Esta relação, marcada desde cedo pelo abandono do lar por parte do pai/marido, divide-se constantemente entre a co dependência e saturação. O sufoco do controlo de mãe sobre a filha, não preparou Eugénia para assumir o controlo da sua relação com a mãe e de se tornar responsável por ela. Esta família monoparental e disfuncional depara-se, precocemente, com uma aceleração do processo de inversão do papel de parentalidade. Na sua frustração e impotência em lidar com a decadência progressiva de Virgínia, Eugénia contrata Joana para ajudar a cuidar da mãe, sim, a Joana.

“…se ao início tudo se regia pelo compasso da paciência infinita, eu repetindo-me e repetindo-me até as palavras perderem o esqueleto do sentido, a minha mãe fazendo as mesmas perguntas de dois em dois minutos, a gata, o curso, uma nespereira que tínhamos no quintal da casa antiga à qual ela nunca deu atenção e eu que sim, que não, que a gata isto e o curso aquilo, paciente como as dobras do tempo, e cada vez que perdia o tino por um minuto e respondia torto acabava invariavelmente a chorar…”

“Cair para Dentro” (2018)

Os dilemas profundamente pessoais de Eugénia, empurram-na para uma bolha de solidão  desesperante. A sua existência transitou progressivamente de estar sob controlo da mãe, para ser ela a controlar os destinos de uma Virgínia cada vez mais incapacitada e disfuncional. Isto afectou as suas relações fora de portas e tornou-a também, à sua maneira, numa incapacitada.
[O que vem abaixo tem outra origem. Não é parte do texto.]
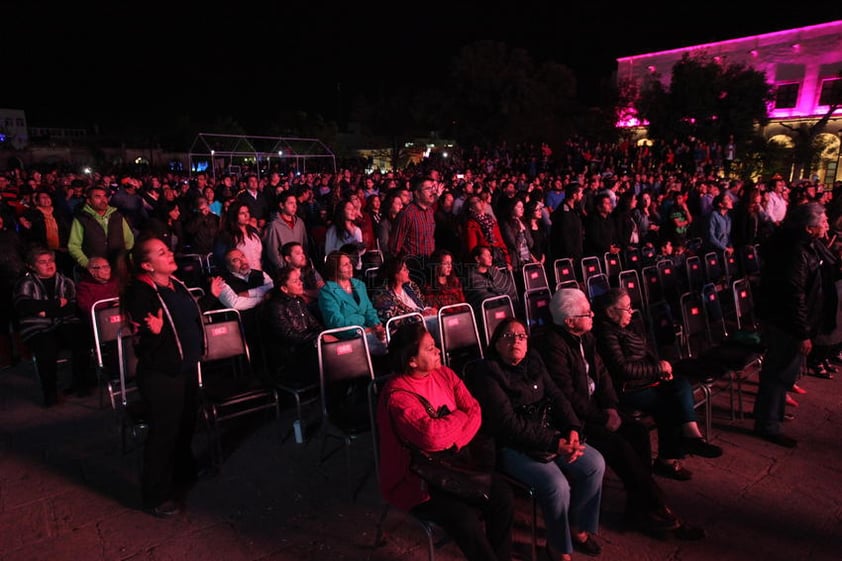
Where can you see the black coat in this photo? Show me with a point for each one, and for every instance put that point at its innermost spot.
(505, 393)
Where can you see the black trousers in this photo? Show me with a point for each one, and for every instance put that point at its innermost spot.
(464, 522)
(170, 408)
(628, 453)
(45, 347)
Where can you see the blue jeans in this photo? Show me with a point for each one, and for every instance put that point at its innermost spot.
(781, 366)
(570, 494)
(671, 405)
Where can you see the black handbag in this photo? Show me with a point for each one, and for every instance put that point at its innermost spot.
(465, 473)
(539, 412)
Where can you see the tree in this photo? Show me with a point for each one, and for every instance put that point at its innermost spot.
(705, 100)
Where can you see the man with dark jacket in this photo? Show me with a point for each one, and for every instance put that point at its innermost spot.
(569, 352)
(790, 305)
(293, 329)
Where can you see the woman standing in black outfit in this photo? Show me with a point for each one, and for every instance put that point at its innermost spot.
(169, 343)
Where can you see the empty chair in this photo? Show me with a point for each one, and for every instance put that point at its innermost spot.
(107, 319)
(695, 272)
(495, 310)
(596, 286)
(591, 265)
(630, 281)
(537, 308)
(228, 388)
(564, 270)
(459, 336)
(632, 258)
(345, 371)
(613, 267)
(129, 406)
(534, 276)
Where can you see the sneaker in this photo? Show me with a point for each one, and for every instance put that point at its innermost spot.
(701, 447)
(672, 469)
(779, 439)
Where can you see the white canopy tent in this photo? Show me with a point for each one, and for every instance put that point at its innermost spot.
(222, 152)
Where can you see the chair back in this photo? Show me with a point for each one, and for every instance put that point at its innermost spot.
(597, 285)
(652, 290)
(564, 270)
(534, 276)
(591, 265)
(494, 310)
(345, 370)
(613, 266)
(460, 341)
(744, 304)
(695, 272)
(629, 279)
(537, 308)
(394, 322)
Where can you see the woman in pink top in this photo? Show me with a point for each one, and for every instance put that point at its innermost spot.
(401, 417)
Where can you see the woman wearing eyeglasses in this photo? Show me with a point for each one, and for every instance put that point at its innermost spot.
(646, 383)
(513, 385)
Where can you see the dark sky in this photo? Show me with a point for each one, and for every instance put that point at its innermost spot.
(124, 62)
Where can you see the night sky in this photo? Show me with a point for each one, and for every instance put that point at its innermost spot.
(124, 63)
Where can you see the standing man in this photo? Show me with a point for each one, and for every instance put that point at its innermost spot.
(790, 304)
(98, 229)
(286, 226)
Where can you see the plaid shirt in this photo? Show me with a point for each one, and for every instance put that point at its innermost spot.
(414, 232)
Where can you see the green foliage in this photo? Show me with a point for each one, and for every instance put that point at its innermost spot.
(705, 100)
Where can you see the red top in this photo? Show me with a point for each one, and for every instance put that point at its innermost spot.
(401, 413)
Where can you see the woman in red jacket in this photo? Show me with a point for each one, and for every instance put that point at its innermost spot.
(481, 228)
(401, 417)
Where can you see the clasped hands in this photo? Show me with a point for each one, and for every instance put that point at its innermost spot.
(571, 448)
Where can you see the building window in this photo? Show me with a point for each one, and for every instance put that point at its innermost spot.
(786, 96)
(831, 91)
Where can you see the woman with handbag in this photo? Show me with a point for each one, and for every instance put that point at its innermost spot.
(537, 435)
(447, 416)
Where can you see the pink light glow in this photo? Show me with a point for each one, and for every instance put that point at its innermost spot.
(772, 35)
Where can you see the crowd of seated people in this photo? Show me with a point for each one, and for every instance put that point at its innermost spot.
(292, 250)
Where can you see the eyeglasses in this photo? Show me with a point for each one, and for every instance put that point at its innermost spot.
(513, 336)
(589, 314)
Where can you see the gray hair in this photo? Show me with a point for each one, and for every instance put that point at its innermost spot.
(804, 215)
(566, 303)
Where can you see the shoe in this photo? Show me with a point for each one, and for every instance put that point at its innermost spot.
(689, 533)
(589, 547)
(819, 371)
(779, 439)
(798, 389)
(672, 469)
(701, 447)
(166, 509)
(653, 521)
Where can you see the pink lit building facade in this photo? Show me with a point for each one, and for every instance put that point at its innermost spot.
(803, 64)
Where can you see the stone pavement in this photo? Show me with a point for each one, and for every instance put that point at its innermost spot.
(68, 492)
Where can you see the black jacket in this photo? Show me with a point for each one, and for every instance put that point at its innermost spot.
(561, 354)
(505, 393)
(627, 357)
(790, 293)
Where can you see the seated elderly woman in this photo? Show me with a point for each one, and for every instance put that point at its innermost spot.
(399, 295)
(443, 288)
(648, 384)
(344, 301)
(45, 305)
(403, 418)
(513, 388)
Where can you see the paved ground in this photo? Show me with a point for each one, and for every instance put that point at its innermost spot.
(67, 492)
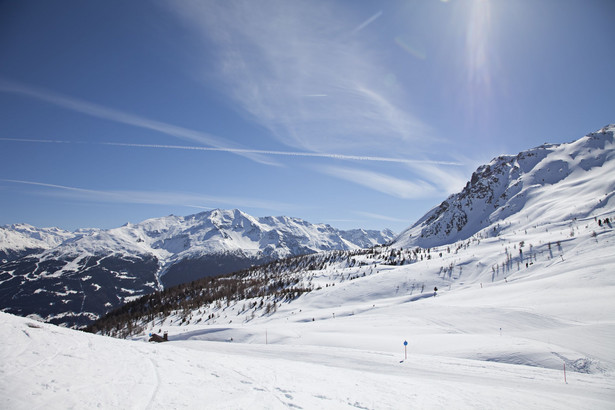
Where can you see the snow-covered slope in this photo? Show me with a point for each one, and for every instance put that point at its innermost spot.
(76, 277)
(553, 182)
(498, 334)
(22, 239)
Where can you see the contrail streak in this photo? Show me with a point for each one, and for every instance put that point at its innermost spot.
(249, 151)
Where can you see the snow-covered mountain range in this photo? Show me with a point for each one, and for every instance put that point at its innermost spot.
(74, 277)
(552, 182)
(521, 318)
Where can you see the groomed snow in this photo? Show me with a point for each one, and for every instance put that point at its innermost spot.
(487, 340)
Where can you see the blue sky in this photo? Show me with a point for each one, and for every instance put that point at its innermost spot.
(352, 113)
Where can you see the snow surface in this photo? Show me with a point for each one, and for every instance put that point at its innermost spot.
(520, 298)
(173, 238)
(487, 340)
(552, 182)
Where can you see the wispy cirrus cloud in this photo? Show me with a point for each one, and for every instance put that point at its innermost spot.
(243, 151)
(99, 111)
(387, 184)
(190, 200)
(274, 56)
(372, 215)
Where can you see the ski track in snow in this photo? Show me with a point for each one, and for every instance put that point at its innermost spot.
(496, 336)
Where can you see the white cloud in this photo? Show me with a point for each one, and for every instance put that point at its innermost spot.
(379, 216)
(448, 180)
(384, 183)
(99, 111)
(244, 151)
(270, 55)
(151, 197)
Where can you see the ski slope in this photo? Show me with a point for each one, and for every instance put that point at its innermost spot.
(489, 339)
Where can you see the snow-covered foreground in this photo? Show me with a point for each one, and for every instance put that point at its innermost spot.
(489, 339)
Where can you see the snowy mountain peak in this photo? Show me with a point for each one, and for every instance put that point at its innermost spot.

A narrativa encadeada intensifica essa percepção, esse peso do abismo, e quase que nos deixa numa incapacidade induzida, que nos envolve no mundo caótico de Virgínia e Eugénia.

Nesta trilogia de “Paternidades Falhadas” usufruímos, através da apurada escrita criativa, de três interessantes narrativas, sem medo ou pudor do experimentalismo. A sua coesão é obtida através das diversas ramificações da estrutura narrativa, que se entrecruzam e acrescentam profundidade, humana e emocional, ao longo da trilogia. Apesar destas histórias facilmente se susterem, de forma isolada e por si (constituem três exercícios criativos distintos), fica evidente que o autor as consegue cerzir em si e entre si, incorporando personagens, locais e emoções com precisão. Estabelece assim uma sólida percepção de continuidade numa prosa que, por vezes, assume uma forma complexa ou dissonante. Destaco a não submissão a temáticas “expectáveis” por parte de Valério Romão, e considero que, mais do que um mero artifício ou exercício de estética literária, serve para impedir a sua diluição criativa no mar de literatura avulsa, que subjuga as prateleiras das livrarias. Esta trilogia é uma obra diferenciada, que explora a condição e contradição humanas. Não será obra ou autor para todos os gostos e, após a leitura, talvez se fique com a sensação de que isso seja propositado (ou não) e, de facto, só há uma maneira de o descobrir: lendo os livros.